N. - Vous avez en vous des tendances qui
risqueraient de ne pas être reconnues?
C. - Je ne sais pas, je n'arrive pas
à voir. C'est peut-être seulement le
fait d'avoir envie de débrayer de temps en
temps, de faire des choses en fonction de son
désir du moment. Bon! il y a un certain
nombre de valeurs qui sont la
persévérance dans ce qu'on fait, la
régularité, etc.
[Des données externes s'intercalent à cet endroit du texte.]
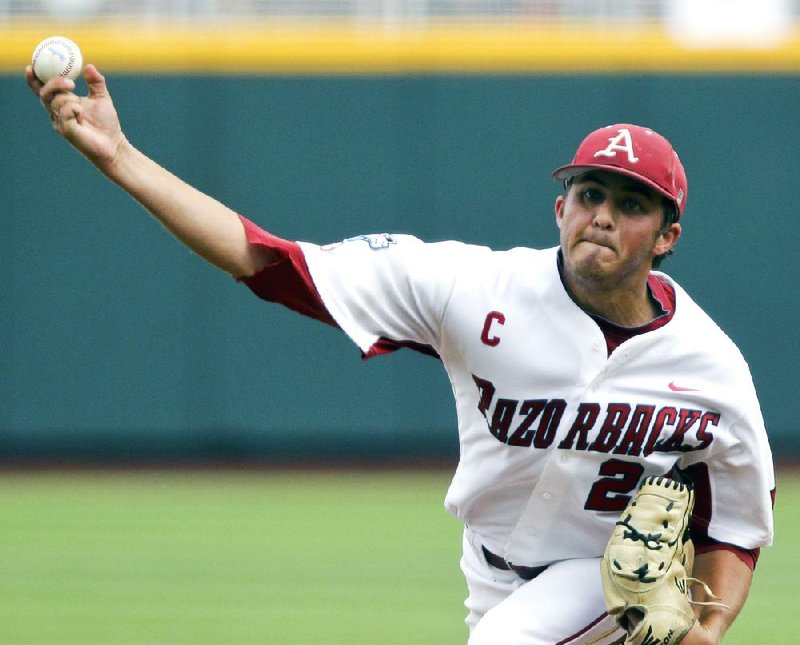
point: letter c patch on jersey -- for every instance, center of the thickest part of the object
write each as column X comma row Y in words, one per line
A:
column 622, row 143
column 488, row 335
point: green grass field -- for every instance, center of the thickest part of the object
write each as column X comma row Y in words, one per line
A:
column 292, row 557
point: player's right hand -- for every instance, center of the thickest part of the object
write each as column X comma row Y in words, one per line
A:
column 89, row 123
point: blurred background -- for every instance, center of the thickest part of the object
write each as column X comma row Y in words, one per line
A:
column 323, row 119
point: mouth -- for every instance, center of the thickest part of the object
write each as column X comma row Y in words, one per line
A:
column 600, row 243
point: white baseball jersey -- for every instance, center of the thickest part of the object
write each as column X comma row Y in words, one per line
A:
column 555, row 434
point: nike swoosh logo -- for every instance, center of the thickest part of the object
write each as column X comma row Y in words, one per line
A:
column 678, row 388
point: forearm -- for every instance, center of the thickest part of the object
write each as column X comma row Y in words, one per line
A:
column 729, row 578
column 206, row 226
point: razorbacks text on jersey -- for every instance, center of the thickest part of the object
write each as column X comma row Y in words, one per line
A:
column 555, row 433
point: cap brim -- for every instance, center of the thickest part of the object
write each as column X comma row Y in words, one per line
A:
column 569, row 171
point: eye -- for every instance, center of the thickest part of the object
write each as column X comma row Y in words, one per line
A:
column 592, row 195
column 631, row 205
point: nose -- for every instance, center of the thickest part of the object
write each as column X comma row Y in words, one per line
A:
column 604, row 215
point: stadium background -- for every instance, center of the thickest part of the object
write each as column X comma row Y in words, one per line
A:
column 323, row 120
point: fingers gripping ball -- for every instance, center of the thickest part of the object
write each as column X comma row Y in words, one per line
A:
column 646, row 566
column 56, row 56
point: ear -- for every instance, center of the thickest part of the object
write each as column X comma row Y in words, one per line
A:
column 667, row 239
column 559, row 208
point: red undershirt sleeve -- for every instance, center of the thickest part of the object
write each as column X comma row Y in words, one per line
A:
column 286, row 281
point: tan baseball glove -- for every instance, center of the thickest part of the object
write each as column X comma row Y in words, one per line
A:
column 646, row 566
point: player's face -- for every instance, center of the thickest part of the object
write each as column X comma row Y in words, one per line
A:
column 611, row 229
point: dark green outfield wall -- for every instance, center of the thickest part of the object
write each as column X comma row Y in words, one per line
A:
column 117, row 342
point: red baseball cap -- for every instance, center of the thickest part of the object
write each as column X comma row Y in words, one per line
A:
column 634, row 151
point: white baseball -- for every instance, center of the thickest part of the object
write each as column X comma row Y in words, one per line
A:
column 56, row 56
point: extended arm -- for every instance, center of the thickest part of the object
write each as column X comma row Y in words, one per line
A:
column 202, row 223
column 729, row 578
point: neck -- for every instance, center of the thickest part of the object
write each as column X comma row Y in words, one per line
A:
column 627, row 303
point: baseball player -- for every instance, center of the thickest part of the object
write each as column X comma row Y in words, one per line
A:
column 578, row 372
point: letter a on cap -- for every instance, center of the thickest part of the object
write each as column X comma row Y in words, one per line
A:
column 621, row 142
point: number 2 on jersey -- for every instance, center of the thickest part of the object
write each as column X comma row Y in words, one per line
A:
column 614, row 490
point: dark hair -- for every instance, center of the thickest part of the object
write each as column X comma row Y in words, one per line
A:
column 671, row 216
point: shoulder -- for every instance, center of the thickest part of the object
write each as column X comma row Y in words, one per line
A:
column 696, row 331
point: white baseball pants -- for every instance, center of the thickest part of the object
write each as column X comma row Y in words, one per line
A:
column 562, row 606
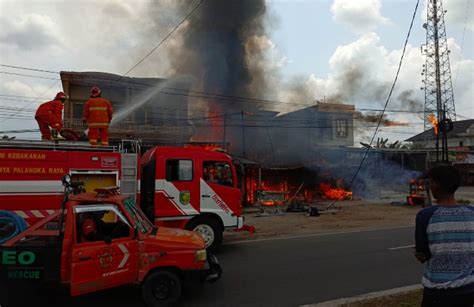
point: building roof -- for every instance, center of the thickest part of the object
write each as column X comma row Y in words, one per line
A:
column 459, row 128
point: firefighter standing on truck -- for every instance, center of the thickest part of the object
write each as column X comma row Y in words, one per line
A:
column 49, row 115
column 98, row 114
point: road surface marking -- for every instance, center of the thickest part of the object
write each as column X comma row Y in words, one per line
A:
column 315, row 235
column 363, row 297
column 401, row 247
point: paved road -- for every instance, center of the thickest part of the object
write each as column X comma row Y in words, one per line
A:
column 295, row 271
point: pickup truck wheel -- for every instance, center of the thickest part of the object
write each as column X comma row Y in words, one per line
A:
column 161, row 288
column 209, row 229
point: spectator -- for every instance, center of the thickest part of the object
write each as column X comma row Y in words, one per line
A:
column 444, row 238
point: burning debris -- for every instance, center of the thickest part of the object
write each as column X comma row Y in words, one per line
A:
column 334, row 193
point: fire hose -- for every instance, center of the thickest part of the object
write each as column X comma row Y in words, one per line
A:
column 11, row 225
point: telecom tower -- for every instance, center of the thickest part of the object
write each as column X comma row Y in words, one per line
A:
column 439, row 98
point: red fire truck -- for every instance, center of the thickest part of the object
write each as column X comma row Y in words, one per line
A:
column 189, row 188
column 64, row 251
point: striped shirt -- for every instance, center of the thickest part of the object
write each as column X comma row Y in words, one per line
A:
column 445, row 234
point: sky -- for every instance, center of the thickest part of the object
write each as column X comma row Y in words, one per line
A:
column 312, row 43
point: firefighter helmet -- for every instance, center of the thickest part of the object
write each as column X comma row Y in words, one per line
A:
column 60, row 96
column 95, row 91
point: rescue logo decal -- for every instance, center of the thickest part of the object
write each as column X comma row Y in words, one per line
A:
column 220, row 203
column 185, row 197
column 109, row 162
column 105, row 257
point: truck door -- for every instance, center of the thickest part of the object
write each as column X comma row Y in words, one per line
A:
column 95, row 263
column 178, row 193
column 219, row 192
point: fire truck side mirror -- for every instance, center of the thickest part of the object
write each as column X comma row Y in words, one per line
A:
column 66, row 180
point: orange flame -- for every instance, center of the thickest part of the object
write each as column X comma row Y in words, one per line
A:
column 334, row 193
column 434, row 122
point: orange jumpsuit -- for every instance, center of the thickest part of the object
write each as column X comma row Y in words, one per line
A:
column 49, row 114
column 98, row 114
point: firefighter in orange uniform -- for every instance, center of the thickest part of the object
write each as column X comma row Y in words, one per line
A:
column 98, row 114
column 49, row 115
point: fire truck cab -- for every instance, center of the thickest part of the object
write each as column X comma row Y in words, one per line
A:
column 59, row 250
column 191, row 188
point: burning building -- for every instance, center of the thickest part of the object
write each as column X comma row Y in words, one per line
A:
column 151, row 109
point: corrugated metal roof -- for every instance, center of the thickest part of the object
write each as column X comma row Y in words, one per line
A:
column 459, row 127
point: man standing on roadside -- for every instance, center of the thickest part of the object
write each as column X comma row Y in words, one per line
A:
column 98, row 114
column 444, row 238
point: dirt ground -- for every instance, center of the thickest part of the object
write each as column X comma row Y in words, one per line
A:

Ces tendances sont
reconnues et elles demandent beaucoup d'efforts.
J'aimerais bien ne pas les faire, mais je les
fais quand même.
N. - Il y a en vous des désirs de
révolte... de spontanéité.
C. - Peut-être plutôt de
spontanéité dans la vie de tous les
jours. Avoir la possibilité de ne pas avoir
un plan de sa vie.
N. - Vivre suivant son désir?
C. - Vivre suivant son
désir, c'est cela. Son désir ou
justement toute cette partie étouffée
qui est soit le sexe, soit l'émotion et que
je sens encore présente chez ma fille qui
est prête à la vivre, parce qu'elle,
elle n'est pas encore éteinte. Mais
je me rends compte que je peux être pour elle
un élément qui risque de diminuer sa
spontanéité. Et dans ma propre vie,
c'est présent également. J'ai
l'impression que j'ai encore à
découvrir tout ce que j'ai perdu et que
j'ai peu vécu, une manière de
ressentir, de vivre au niveau du ressenti
plutôt qu'au niveau du projet.
N. - Les mathématiques au
contraire mettaient de l'ordre...
C. - Oui. Justement, en
mathématiques, le ressenti était
inexistant. Encore qu'il y avait le
désir de faire plaisir à quelqu'un;
c'était donc un aspect affectif; mais il
y avait aussi cette privation de plaisir de
vivre, de vivre le moment à cause de
cette notion de projet, d'emploi du temps. Je suis
encore encombrée de cela, j'ai l'impression
de mesurer mon temps, chaque chose a une place...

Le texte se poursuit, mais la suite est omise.